Monetary “Floodgates” And Geopolitical Unrest To Support Precious Metals

Thursday, September 13, 2012
By Paul Martin

GoldCore
GoldSeek.com
Thursday, 13 September 2012

Gold was down only $0.10 or 0.01% in New York yesterday and closed at $1,732.00. Silver hit $34.065 yesterday and then dropped to as low as $32.482 and then also rebounded, but it finished with a loss of 0.6%.

It is worth remembering that gold, silver and the platinum group metals (PGMs) have seen strong gains in the last 30 days and therefore a correction is possible.

In the last 30 days (since August 13th), platinum has risen by 18.9%, silver by 18.7%, palladium by 18.4% and gold by 7.6%. All remain well below their nominal record highs (see charts) and more importantly well below their inflation adjusted highs.

All will most likely continue to rally especially if the Fed announces QE3 today as investors turn to precious metals to hedge substantial money printing by governments and the real risk of future inflation.

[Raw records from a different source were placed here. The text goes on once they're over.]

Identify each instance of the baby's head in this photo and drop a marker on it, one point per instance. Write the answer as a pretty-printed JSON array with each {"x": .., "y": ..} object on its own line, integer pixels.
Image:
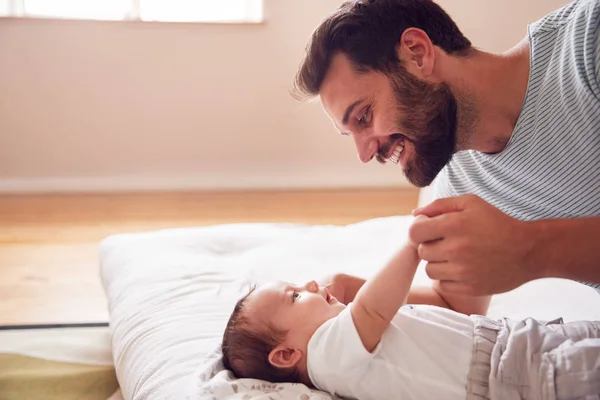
[{"x": 269, "y": 329}]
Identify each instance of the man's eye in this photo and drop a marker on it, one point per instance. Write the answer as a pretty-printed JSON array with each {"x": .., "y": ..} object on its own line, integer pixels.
[{"x": 363, "y": 119}]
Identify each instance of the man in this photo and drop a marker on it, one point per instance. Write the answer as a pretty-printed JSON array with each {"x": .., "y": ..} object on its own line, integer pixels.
[{"x": 513, "y": 139}]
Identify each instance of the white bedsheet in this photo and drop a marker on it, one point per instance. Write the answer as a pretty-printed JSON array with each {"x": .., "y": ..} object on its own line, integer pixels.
[{"x": 171, "y": 292}]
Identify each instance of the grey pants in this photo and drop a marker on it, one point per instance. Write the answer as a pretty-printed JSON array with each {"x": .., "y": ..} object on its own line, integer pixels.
[{"x": 535, "y": 360}]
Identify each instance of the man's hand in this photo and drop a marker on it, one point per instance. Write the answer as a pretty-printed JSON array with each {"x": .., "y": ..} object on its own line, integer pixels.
[
  {"x": 472, "y": 248},
  {"x": 336, "y": 285}
]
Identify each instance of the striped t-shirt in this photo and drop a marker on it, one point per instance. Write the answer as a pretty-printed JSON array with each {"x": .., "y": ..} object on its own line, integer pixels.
[{"x": 550, "y": 167}]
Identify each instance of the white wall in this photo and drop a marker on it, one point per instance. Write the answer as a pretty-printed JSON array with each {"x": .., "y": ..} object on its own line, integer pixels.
[{"x": 124, "y": 106}]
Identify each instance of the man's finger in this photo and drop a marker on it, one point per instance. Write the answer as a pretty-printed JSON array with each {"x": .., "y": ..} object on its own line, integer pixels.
[
  {"x": 428, "y": 229},
  {"x": 458, "y": 288},
  {"x": 443, "y": 206},
  {"x": 433, "y": 251},
  {"x": 439, "y": 271}
]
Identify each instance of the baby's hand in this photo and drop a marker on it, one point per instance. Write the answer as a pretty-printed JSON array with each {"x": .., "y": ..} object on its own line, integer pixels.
[{"x": 335, "y": 284}]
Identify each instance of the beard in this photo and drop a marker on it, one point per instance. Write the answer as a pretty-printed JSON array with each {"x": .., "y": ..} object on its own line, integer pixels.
[{"x": 429, "y": 116}]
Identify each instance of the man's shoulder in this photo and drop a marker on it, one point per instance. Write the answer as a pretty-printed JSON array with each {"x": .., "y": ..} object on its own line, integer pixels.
[{"x": 563, "y": 16}]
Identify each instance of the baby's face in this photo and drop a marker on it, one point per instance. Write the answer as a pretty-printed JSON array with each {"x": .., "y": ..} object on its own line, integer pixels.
[{"x": 299, "y": 310}]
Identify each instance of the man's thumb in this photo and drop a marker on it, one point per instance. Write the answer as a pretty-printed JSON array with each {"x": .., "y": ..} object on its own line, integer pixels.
[{"x": 441, "y": 206}]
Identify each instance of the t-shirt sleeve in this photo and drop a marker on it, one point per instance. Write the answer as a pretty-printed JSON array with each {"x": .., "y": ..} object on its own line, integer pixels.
[{"x": 336, "y": 357}]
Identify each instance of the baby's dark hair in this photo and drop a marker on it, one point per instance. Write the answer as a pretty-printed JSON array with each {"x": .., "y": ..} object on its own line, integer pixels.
[{"x": 247, "y": 344}]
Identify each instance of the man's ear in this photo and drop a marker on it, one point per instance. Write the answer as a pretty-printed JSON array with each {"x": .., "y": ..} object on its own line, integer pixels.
[
  {"x": 417, "y": 53},
  {"x": 284, "y": 357}
]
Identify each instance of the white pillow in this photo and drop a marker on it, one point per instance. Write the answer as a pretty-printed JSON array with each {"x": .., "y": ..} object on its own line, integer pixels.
[{"x": 171, "y": 292}]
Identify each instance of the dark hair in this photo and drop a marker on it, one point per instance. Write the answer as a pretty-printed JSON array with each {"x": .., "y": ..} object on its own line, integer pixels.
[
  {"x": 247, "y": 344},
  {"x": 368, "y": 33}
]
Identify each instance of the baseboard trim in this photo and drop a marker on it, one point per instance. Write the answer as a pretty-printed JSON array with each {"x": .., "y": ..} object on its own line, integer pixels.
[{"x": 196, "y": 183}]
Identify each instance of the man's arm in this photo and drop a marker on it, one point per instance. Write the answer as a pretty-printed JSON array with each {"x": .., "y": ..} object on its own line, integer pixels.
[
  {"x": 472, "y": 248},
  {"x": 379, "y": 299}
]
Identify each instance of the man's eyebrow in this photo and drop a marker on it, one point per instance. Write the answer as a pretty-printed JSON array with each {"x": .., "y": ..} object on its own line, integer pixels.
[{"x": 349, "y": 110}]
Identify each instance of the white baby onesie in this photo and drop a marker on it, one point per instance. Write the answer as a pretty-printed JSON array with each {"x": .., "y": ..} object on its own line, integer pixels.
[{"x": 425, "y": 353}]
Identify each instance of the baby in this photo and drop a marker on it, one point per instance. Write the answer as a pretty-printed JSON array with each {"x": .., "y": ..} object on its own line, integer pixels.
[{"x": 368, "y": 345}]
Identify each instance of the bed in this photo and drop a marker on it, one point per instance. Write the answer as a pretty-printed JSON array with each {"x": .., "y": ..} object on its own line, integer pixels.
[{"x": 171, "y": 292}]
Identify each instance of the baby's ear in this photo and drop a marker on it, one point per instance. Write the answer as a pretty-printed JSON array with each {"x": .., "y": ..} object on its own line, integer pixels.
[{"x": 284, "y": 357}]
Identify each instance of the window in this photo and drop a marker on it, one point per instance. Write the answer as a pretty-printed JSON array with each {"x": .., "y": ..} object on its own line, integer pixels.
[{"x": 144, "y": 10}]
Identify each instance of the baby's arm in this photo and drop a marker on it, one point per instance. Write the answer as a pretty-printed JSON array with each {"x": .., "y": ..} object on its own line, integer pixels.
[{"x": 380, "y": 298}]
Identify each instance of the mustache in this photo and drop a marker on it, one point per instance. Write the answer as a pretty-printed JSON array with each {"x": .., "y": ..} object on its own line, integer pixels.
[{"x": 385, "y": 149}]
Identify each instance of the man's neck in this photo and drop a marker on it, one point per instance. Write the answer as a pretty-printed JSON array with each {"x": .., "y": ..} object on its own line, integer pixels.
[{"x": 496, "y": 86}]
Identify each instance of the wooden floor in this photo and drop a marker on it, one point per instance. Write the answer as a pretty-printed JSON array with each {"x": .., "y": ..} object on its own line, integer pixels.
[{"x": 49, "y": 243}]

“The Euro bailout measures and the opening of the monetary policy floodgates by the central banks are likely to result in higher inflation in the medium to long term,” says today’s Commerzbank commodities note.

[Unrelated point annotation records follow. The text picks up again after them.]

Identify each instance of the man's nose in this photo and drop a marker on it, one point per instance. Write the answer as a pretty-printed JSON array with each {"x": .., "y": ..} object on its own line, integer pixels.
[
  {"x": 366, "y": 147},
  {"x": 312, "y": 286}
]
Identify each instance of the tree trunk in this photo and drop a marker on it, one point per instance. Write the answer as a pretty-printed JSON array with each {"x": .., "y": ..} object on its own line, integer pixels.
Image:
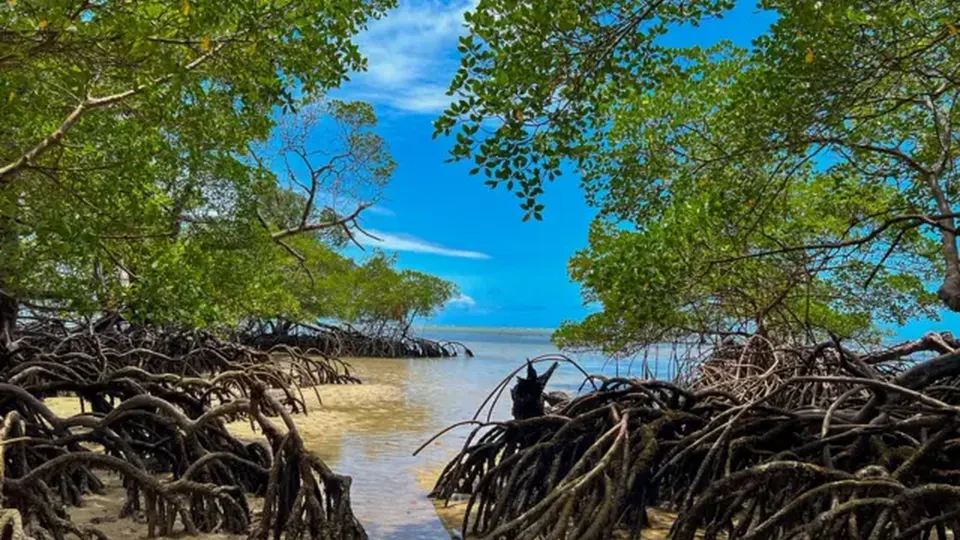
[
  {"x": 9, "y": 306},
  {"x": 949, "y": 291},
  {"x": 9, "y": 309}
]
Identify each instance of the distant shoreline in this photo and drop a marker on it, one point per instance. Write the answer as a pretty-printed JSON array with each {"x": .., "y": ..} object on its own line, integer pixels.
[{"x": 484, "y": 329}]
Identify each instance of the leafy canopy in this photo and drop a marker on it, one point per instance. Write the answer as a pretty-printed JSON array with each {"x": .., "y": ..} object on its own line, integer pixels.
[
  {"x": 800, "y": 186},
  {"x": 145, "y": 167}
]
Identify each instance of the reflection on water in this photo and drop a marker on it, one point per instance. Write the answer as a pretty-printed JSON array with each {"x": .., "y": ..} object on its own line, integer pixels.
[{"x": 370, "y": 431}]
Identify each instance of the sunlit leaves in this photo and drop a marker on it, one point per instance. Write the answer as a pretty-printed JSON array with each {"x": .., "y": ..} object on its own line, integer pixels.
[{"x": 712, "y": 168}]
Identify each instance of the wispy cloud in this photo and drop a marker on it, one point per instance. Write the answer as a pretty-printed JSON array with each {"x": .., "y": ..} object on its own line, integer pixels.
[
  {"x": 381, "y": 211},
  {"x": 412, "y": 55},
  {"x": 406, "y": 242},
  {"x": 462, "y": 300}
]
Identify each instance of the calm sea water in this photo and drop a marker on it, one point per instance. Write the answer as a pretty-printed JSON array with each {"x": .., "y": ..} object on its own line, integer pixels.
[{"x": 370, "y": 432}]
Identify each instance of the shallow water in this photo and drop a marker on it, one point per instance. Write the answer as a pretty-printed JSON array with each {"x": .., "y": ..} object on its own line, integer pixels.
[{"x": 370, "y": 431}]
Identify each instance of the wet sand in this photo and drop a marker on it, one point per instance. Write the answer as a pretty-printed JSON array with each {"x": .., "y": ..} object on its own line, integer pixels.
[{"x": 369, "y": 432}]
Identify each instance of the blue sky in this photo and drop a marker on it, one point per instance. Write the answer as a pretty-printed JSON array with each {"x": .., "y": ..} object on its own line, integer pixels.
[{"x": 441, "y": 220}]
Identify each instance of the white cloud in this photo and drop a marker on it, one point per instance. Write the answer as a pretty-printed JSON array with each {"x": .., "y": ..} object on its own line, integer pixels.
[
  {"x": 381, "y": 210},
  {"x": 462, "y": 301},
  {"x": 411, "y": 55},
  {"x": 406, "y": 242}
]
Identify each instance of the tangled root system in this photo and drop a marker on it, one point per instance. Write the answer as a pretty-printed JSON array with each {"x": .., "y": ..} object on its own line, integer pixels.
[
  {"x": 347, "y": 341},
  {"x": 155, "y": 411},
  {"x": 814, "y": 442}
]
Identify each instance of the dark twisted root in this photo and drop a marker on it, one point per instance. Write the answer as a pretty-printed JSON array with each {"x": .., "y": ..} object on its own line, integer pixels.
[
  {"x": 148, "y": 425},
  {"x": 810, "y": 443}
]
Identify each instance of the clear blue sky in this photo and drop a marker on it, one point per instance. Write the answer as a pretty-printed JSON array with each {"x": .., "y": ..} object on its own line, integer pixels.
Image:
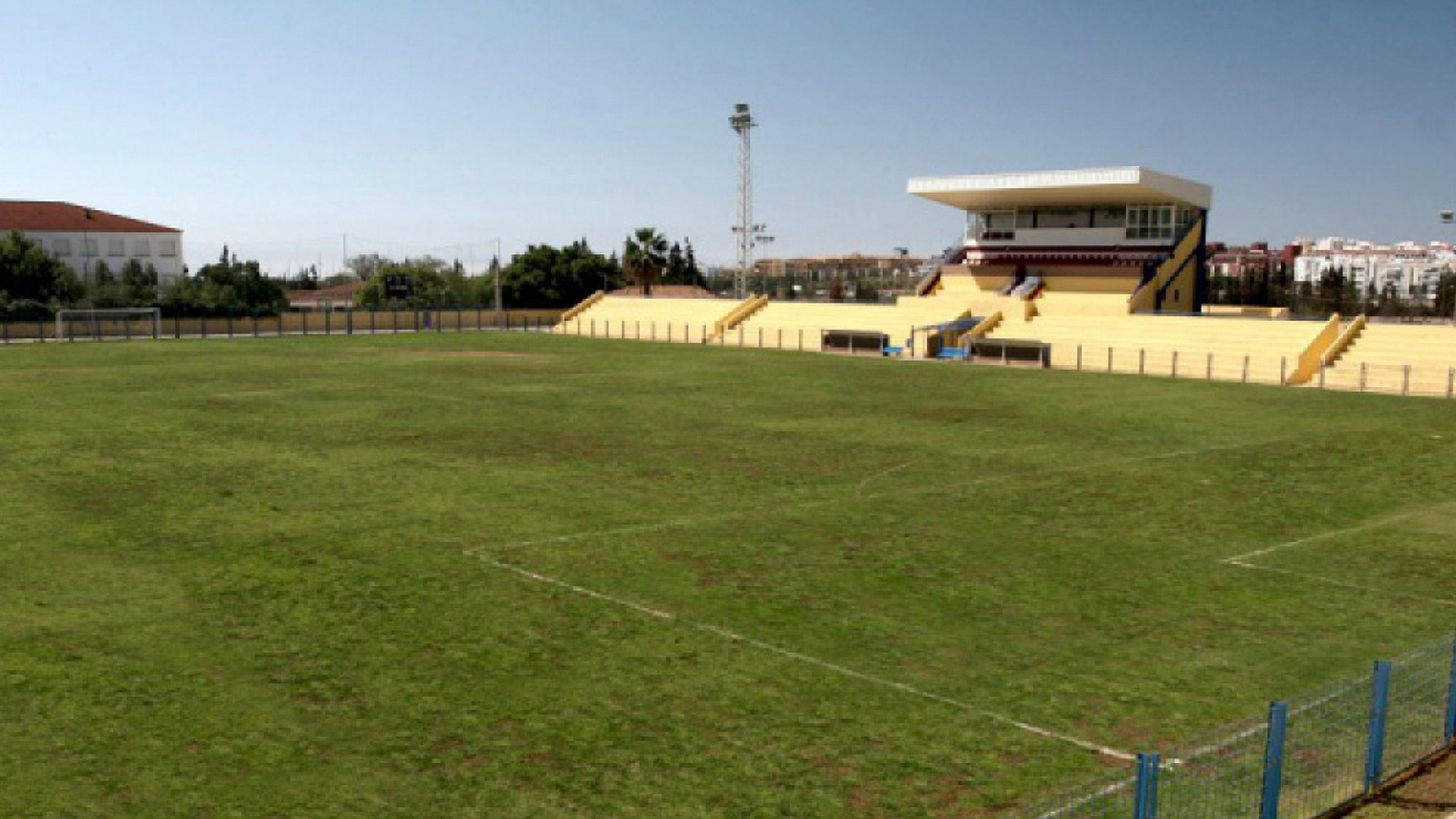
[{"x": 280, "y": 126}]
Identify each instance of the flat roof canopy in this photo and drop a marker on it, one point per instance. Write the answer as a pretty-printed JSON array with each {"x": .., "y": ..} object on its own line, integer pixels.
[{"x": 1087, "y": 187}]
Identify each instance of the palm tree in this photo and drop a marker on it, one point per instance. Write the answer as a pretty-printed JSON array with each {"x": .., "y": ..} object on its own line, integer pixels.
[{"x": 644, "y": 257}]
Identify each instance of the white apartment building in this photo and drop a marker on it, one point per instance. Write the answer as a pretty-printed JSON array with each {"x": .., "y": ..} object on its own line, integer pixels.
[
  {"x": 82, "y": 238},
  {"x": 1413, "y": 270}
]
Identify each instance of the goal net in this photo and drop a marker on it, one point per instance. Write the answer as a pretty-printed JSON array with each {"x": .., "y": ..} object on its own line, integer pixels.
[{"x": 108, "y": 322}]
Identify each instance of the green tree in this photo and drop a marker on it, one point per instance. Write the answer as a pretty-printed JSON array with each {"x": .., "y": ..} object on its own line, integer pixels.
[
  {"x": 139, "y": 284},
  {"x": 557, "y": 278},
  {"x": 31, "y": 280},
  {"x": 228, "y": 286},
  {"x": 1446, "y": 295},
  {"x": 644, "y": 257}
]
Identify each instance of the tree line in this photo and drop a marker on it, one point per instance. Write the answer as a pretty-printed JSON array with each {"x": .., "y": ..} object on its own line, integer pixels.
[
  {"x": 36, "y": 284},
  {"x": 1335, "y": 292}
]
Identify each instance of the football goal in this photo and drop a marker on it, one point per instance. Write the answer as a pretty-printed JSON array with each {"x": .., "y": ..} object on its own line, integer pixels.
[{"x": 108, "y": 322}]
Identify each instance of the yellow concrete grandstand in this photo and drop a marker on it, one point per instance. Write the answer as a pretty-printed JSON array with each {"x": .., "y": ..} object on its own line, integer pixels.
[
  {"x": 1097, "y": 270},
  {"x": 1397, "y": 359}
]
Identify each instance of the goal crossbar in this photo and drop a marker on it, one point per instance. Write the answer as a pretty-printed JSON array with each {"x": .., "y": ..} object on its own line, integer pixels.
[{"x": 66, "y": 319}]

The strikes and violence in South Africa’s gold and platinum industries are supporting and may contribute to higher prices.

Machete-wielding strikers forced Anglo American Platinum, the world’s No.1 platinum producer, to shut down some of its operations in South Africa, sending spot platinum to a five month high of $1,654.49.

Spot palladium gained 0.9% to $677.20, and reached $680.50 earlier in the session — a four-month high yesterday.